I would be very interested in joining / starting an investment game to speed up my learning curve. I would be particularly interested in participating with the bright people on this forum, in which I count all of you. 

Maybe something we can pilot that can be later adapted to high-school? Any thoughts in that regard? 

I look at my TMX Money account and think it could be easily set-up to accommodate a relatively anonymous (until we win of course friendly 4 team portfolio of participants.

Any ideas? Administrators?


----------



## alingva (Aug 17, 2013)

I am not sure what you want to do. You can create an RBC Direct Investing Practice Account and play (losing or gaining) as much as you want, you do not need us


----------



## GoldStone (Mar 6, 2011)

Take a look at how kcowan runs his annual predictions contest. You can run an investment game the same way.

Start a thread. Post the game rules and the deadline. Enter the submissions in a Google spreadsheet. Set up the spreadsheet to automatically update the quotes. Share the spreadsheet to make it public. Post the link back in the thread. Done!


----------



## Just a Guy (Mar 27, 2012)

These things aren't very accurate...in games like this, where no real money is on the line, people will take risks they never would in real life. Further, if you want to win short term (let's even say 1-2 years) this is the path you have to usually take. Long term investing doesn't usually pay off quickly.

So, the guy who picks a few penny stocks may "win" the contest, but what's to lose? The drip guys would probably lose in the short term regardless. That's why these contests don't make good investors, they encourage people to gamble...not the same thing.

If you want to learn investing, you have to put real money on the line...if you lose, it's the price of an education.


----------



## Westerly (Dec 26, 2010)

I'll check the RBC practice acct, although I'm already managing my own accts over the RBC 100,000. Might be a good place to start learning options etc if it's available. I take the point that a short term game could do almost as much damage as good to a learning investor.

Thanks


----------



## Causalien (Apr 4, 2009)

Westerly said:


> I'll check the RBC practice acct, although I'm already managing my own accts over the RBC 100,000. Might be a good place to start learning options etc if it's available. I take the point that a short term game could do almost as much damage as good to a learning investor.
> 
> Thanks


With a game like this, a young high school student can set it up with 100 accounts and place half of them in one direction of a very risky bet, the other half in the opposite. You rinse and repeat until you get 1 in the end who will be your oracle account. Then you win the contest and get publicity, which in turn, will earn you trust and worship from peers. At this point, you will start getting people who want to invest with you and you use this to build up your stash for manipulation. 

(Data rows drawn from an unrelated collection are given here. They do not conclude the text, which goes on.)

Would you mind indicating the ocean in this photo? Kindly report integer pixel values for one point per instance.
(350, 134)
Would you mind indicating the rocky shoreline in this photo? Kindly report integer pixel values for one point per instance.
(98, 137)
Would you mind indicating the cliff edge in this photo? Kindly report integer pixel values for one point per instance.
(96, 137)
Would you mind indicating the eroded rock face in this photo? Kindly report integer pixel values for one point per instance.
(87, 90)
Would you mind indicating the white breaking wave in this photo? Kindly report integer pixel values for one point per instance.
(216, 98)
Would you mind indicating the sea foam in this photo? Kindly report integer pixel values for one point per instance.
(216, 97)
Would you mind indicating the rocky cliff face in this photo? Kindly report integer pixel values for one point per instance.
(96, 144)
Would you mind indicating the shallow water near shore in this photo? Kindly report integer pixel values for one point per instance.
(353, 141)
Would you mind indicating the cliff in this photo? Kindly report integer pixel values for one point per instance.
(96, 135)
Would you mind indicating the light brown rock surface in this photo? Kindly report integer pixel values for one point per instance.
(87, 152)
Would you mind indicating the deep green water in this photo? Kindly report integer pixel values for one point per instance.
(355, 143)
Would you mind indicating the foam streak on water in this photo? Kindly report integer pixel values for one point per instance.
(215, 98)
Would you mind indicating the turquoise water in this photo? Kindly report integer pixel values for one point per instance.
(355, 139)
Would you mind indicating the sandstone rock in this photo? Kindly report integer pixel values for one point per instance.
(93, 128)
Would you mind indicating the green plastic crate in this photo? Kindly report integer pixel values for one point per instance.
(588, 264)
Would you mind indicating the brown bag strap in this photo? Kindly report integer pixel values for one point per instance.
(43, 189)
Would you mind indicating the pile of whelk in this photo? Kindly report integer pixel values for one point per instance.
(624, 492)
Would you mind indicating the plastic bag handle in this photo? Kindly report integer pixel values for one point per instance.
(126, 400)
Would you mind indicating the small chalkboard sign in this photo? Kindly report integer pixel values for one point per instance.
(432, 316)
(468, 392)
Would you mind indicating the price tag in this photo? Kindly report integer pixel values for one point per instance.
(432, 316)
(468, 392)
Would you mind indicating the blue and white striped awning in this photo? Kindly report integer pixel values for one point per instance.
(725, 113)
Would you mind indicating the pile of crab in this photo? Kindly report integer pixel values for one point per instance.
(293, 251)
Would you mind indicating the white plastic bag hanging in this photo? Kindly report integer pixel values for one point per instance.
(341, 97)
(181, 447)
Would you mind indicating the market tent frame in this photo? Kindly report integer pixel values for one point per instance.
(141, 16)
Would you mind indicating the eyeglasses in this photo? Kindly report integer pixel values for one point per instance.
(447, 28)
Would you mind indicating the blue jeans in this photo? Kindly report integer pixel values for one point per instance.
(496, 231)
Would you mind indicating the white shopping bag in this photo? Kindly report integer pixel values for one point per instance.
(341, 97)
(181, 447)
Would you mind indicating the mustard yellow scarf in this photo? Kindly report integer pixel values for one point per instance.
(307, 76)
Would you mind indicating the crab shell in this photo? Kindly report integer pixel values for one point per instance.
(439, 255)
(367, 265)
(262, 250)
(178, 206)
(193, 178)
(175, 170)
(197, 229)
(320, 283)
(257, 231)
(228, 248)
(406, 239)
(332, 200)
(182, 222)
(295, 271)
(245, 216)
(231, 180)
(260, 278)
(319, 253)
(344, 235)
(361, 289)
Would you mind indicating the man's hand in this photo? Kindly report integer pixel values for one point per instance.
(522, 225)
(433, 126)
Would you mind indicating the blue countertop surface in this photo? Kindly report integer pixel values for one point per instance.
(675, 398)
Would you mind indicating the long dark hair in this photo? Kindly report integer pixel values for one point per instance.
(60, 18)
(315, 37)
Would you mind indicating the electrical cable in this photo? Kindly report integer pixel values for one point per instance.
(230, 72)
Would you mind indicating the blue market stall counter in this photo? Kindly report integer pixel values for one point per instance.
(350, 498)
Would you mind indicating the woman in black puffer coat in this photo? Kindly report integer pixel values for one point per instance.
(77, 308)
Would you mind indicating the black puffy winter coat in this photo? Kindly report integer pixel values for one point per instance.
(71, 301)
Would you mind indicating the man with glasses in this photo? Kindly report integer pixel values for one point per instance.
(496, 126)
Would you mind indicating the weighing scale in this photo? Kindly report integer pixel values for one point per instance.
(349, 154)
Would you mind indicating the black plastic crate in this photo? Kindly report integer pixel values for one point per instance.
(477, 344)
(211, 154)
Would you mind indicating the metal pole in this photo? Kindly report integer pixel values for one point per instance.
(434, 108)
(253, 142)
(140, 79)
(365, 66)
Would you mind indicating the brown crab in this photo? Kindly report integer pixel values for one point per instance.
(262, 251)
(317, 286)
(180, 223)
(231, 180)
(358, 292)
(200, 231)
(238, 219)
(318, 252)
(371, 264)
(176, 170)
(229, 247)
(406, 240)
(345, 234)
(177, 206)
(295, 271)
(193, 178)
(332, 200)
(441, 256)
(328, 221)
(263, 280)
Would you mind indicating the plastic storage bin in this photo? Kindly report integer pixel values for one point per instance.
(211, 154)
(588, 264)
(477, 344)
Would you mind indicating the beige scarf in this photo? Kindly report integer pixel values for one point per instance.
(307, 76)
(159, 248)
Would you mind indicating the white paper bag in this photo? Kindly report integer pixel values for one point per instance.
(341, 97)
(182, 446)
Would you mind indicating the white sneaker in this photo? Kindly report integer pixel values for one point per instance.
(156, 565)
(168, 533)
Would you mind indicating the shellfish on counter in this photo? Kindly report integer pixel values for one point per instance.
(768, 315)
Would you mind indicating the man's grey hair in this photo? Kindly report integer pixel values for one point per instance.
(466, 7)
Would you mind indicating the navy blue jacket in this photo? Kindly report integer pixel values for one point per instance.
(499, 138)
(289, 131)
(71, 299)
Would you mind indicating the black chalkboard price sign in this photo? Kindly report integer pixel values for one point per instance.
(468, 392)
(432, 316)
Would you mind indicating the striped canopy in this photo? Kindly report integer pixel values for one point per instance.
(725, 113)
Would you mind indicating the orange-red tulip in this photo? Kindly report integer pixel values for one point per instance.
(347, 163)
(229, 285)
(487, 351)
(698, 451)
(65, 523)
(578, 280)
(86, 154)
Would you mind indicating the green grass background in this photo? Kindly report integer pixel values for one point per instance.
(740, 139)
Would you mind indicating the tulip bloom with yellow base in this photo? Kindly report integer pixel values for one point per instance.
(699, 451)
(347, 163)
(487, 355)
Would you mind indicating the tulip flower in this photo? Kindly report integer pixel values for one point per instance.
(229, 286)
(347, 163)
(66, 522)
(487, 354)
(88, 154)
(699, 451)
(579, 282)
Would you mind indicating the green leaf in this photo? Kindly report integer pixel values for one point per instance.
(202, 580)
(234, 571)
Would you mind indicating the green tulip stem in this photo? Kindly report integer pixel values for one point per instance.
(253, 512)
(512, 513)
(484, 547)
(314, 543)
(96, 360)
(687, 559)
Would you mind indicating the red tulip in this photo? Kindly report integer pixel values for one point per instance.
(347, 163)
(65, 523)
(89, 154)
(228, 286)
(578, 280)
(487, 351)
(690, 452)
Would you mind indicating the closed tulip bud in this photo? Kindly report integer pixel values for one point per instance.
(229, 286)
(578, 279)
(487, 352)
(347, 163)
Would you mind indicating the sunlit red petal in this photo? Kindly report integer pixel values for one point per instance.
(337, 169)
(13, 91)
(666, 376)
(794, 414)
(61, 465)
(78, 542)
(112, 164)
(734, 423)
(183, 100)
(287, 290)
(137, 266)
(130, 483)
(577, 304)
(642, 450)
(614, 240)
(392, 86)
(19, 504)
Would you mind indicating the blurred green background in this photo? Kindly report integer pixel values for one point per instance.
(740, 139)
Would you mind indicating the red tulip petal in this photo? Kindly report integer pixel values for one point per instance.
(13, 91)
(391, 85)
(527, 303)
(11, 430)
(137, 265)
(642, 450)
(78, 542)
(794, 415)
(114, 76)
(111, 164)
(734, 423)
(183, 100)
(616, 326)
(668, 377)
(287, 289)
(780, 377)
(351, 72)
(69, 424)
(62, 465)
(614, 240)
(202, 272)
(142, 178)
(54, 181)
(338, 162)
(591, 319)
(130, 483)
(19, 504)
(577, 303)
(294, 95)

This is how you start off earning money with the path of an oracle.

If you want to learn how to really earn money in the stock market and not having to rely on your reputation and popularity, then you need to learn with real money on the line. This is the path of a speculator.


----------



## Eclectic12 (Oct 20, 2010)

Causalien said:


> With a game like this, a young high school student can set it up with 100 accounts and place half of them in one direction of a very risky bet, the other half in the opposite...


Or you do as my buddy did ... buy alphabetically, sell when it's up 4%, by the next in the alphabet, ignore people pointing out that this only works in a rising market, become convinced the strategy works and tank with real money.

He no longer invests on his own ... :rolleyes2:


Cheers


*PS*
... which is more to say be careful what lessons/conclusions one draws from the game versus the idea that nothing can be learned.


----------



## Moneytoo (Mar 26, 2014)

*Learning from the pros!*

I've just discovered this "investment game of pros" today:

Strategy Lab: Stock market ideas, investing insights (and competition)

Strategy Lab experts started with a hypothetical $50,000 portfolio on Sept. 13, 2012. They can each hold five to 12 Canadian or U.S. securities and trade as often or as little as they wish. 

Results as of April 2, 2014:

1) Chris Umiastowski's model growth portfolio

TOTAL: $126,941.10 +153.88%

2) Norman Rothery's model value portfolio

TOTAL: $73,649.29 +47.30%

3) John Heinzl's model dividend portfolio

TOTAL: $62,188.04 +24.38%

4) Andrew Hallam's model indexing portfolio

TOTAL: $61,212.05 +22.42%

___________________
Hopefully one day I'll play like a pro, too...


----------